Entre muitas e excelentes fotografias com que nos brinda a National Geographic, vimos vários objectos: o "Padrão de Santo Agostinho", colocado por Diogo Cão em 1483 no Cabo de Santo Agostinho (atualmente Cabo de Santa Maria), a sul de Benguela (Angola); a curiosa cadeira de David Livingstone (não me importava nada de ter uma igual); o círculo astronómico de reflexão, usado durante a expedição portuguesa ao interior de África em 1877, propriedade do Museu da Marinha; um microcóptero com câmara embutida (drone) usado no final de 2010 por Mike Nichols para fotografar os leões do Serengeti; as gigantescas vigas/cristais de selenite na Gruta dos Cristais, no Deserto de Chihuahua, no México, etc …
Um segundo grupo, contornou o Jardim da Cordoaria, apreciou a bela vista panorâmica a partir do Parque das Virtudes, passou pelo Hospital de Sto António, Praça Carlos Manuel e Livraria Lello.
Outros, corajosos, ainda subiram os 225 degraus da Torre dos Clérigos.
Por volta das 16:45h reencontrámo-nos junto do Palácio das Cardosas.
Passando pela Igreja dos Congregados, rumámos para à Confeitaria Serrana, onde o lanche constou do habitual chá e bolos. Neste local, no início do século, funcionou a ourivesaria Cunha. Esta confeitaria é conhecida pelas suas famosas bolas de Berlim recheadas, mas é no primeiro piso que está a sua principal curiosidade. No tecto, por cima do varandim com gradeamento de ferro que dá a volta a todo o andar de cima, de estilo Arte Nova, está um quadro que ocupa quase toda a área, pintado por Acácio Lino.

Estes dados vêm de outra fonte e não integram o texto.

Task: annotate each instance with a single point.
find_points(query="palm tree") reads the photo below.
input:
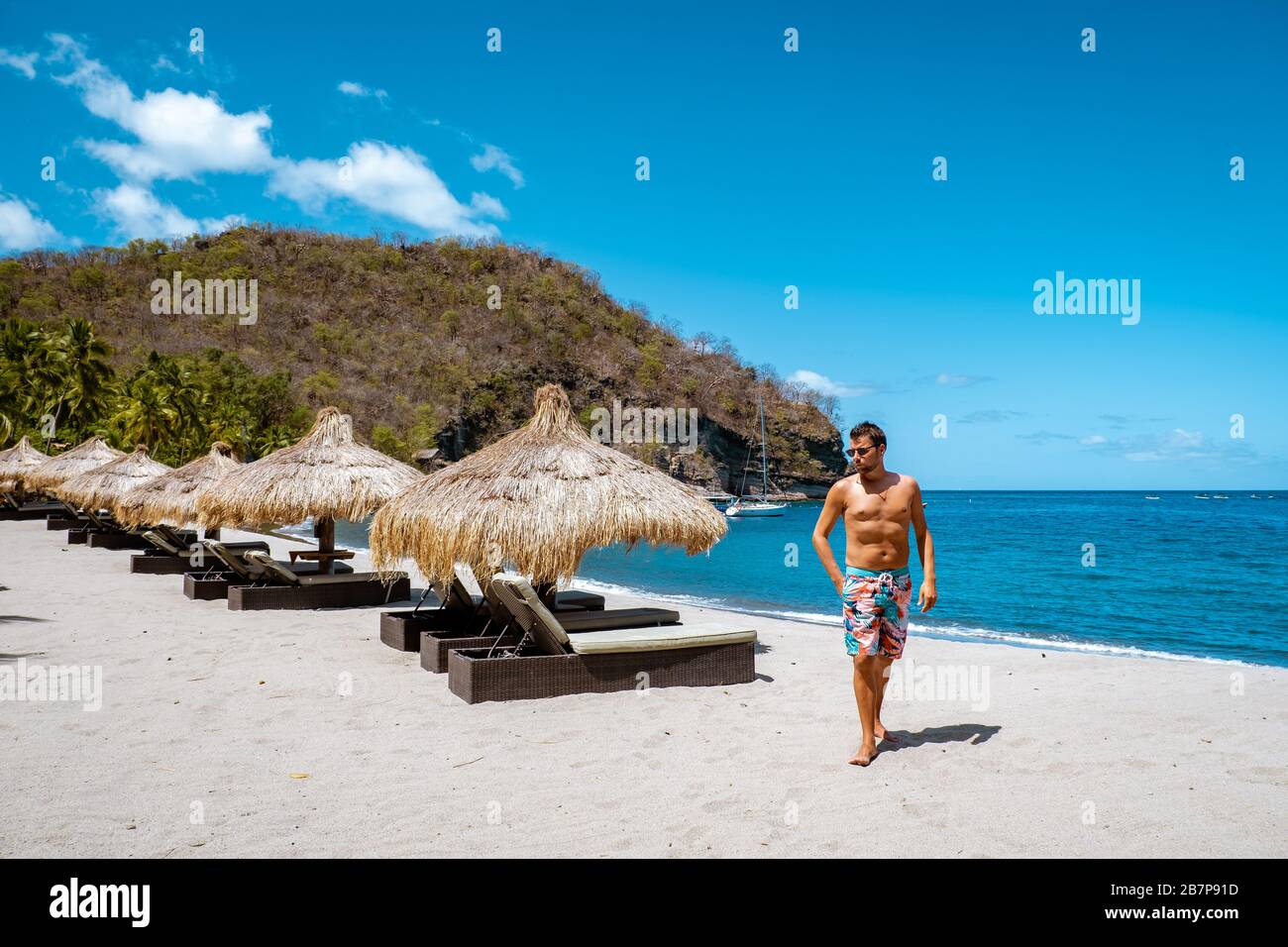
(86, 375)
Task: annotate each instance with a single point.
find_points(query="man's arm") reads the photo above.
(832, 509)
(926, 596)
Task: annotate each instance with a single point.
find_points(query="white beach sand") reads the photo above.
(1074, 754)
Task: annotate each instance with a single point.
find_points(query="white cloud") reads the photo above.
(395, 182)
(493, 158)
(957, 380)
(183, 136)
(21, 228)
(360, 90)
(136, 211)
(180, 136)
(824, 385)
(24, 62)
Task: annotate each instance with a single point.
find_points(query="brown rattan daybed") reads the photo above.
(170, 556)
(549, 661)
(460, 612)
(278, 586)
(502, 629)
(227, 569)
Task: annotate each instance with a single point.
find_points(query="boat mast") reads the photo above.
(764, 454)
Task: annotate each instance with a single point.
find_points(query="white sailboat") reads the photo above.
(758, 508)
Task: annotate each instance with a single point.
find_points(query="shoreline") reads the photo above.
(971, 635)
(299, 733)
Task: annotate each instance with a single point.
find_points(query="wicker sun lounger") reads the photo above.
(503, 630)
(170, 556)
(37, 509)
(227, 569)
(549, 661)
(279, 587)
(458, 611)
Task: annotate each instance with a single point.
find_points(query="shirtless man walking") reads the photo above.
(877, 505)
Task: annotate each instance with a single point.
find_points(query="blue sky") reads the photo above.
(767, 169)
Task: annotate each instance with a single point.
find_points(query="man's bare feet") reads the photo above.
(866, 754)
(883, 733)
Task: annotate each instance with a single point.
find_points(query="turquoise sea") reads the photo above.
(1177, 577)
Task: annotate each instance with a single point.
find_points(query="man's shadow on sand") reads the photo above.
(973, 733)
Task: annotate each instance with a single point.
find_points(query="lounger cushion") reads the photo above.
(665, 638)
(617, 617)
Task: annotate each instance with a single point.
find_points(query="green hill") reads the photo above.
(400, 335)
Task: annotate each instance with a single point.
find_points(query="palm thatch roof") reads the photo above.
(103, 486)
(17, 463)
(539, 499)
(81, 459)
(326, 475)
(171, 497)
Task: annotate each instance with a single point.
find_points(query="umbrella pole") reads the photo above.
(323, 528)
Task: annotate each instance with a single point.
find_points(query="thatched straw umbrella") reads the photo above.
(81, 459)
(104, 486)
(326, 474)
(171, 497)
(539, 497)
(17, 463)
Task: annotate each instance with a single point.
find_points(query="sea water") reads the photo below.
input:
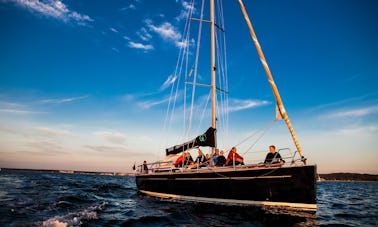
(29, 198)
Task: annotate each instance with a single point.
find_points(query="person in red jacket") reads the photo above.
(233, 156)
(180, 160)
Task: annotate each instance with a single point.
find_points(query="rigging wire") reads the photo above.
(177, 72)
(195, 70)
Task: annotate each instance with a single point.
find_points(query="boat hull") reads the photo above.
(280, 185)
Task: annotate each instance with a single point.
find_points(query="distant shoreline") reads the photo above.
(329, 177)
(71, 172)
(348, 177)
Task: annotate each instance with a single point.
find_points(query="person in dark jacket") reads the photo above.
(273, 157)
(221, 160)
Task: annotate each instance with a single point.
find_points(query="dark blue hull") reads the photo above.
(276, 184)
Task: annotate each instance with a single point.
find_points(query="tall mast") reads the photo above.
(213, 67)
(271, 81)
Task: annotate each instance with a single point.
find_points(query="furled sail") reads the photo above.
(206, 140)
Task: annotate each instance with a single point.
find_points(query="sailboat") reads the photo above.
(291, 184)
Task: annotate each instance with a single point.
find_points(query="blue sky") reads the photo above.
(84, 84)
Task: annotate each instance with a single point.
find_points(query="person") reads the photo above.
(215, 156)
(221, 160)
(145, 167)
(273, 157)
(180, 160)
(233, 156)
(201, 159)
(188, 158)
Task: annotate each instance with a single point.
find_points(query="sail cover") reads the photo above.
(206, 140)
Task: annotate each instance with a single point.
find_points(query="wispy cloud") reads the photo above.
(131, 6)
(20, 111)
(187, 7)
(109, 150)
(357, 112)
(45, 131)
(143, 34)
(140, 46)
(170, 80)
(113, 137)
(150, 103)
(115, 50)
(238, 104)
(55, 9)
(16, 108)
(113, 30)
(167, 31)
(63, 100)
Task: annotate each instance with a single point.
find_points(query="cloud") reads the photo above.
(150, 103)
(113, 30)
(131, 6)
(55, 9)
(113, 137)
(52, 132)
(167, 31)
(358, 112)
(16, 108)
(20, 111)
(63, 100)
(187, 8)
(170, 80)
(115, 50)
(362, 131)
(237, 104)
(109, 150)
(144, 34)
(140, 46)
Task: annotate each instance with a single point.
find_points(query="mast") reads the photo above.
(271, 81)
(213, 67)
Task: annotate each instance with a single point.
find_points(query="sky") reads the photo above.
(84, 84)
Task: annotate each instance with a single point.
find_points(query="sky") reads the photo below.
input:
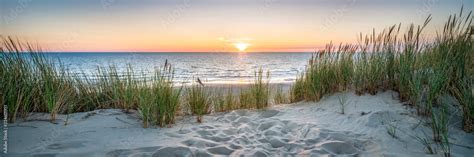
(210, 25)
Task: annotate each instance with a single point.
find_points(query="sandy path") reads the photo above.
(303, 129)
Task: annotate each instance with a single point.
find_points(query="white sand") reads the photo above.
(301, 129)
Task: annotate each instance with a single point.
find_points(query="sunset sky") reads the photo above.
(210, 25)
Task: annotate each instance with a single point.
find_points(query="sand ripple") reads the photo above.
(252, 133)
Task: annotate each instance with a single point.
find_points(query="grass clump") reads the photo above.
(280, 97)
(224, 101)
(199, 101)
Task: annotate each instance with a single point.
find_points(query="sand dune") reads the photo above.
(302, 129)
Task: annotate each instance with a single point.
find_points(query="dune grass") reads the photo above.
(199, 101)
(280, 96)
(224, 101)
(420, 69)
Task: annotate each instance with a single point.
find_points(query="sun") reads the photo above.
(241, 46)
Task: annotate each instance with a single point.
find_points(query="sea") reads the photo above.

Na mezzanine estão ainda dois anjos esculpidos por José de Oliveira Ferreira. É este o “tesouro”, que de acordo com Mónica Oliveira, proprietária da Serrana, tem atraído muitos turistas que nos últimos anos aumentaram em número.
Atravessando a rua, estávamos na Gare de S. Bento, donde partimos num comboio urbano, para a Estação de Campanhã. Soube a pouco a caminhada, pelo que o Manuel Reis, a Clara Ferreira e a sua amiga Graça Hidalgo, resolveram fazer a pé o percurso. Chegaram a tempo e lá partimos pelas 18:48h, de Campanhã, rumo a Lisboa. Viagem normal, com uns a dormir, outros a ler ou conversar e outros ainda a degustar as últimas Bolas de Berlim do lanche. Às 21.30h chegámos à Gare do Oriente.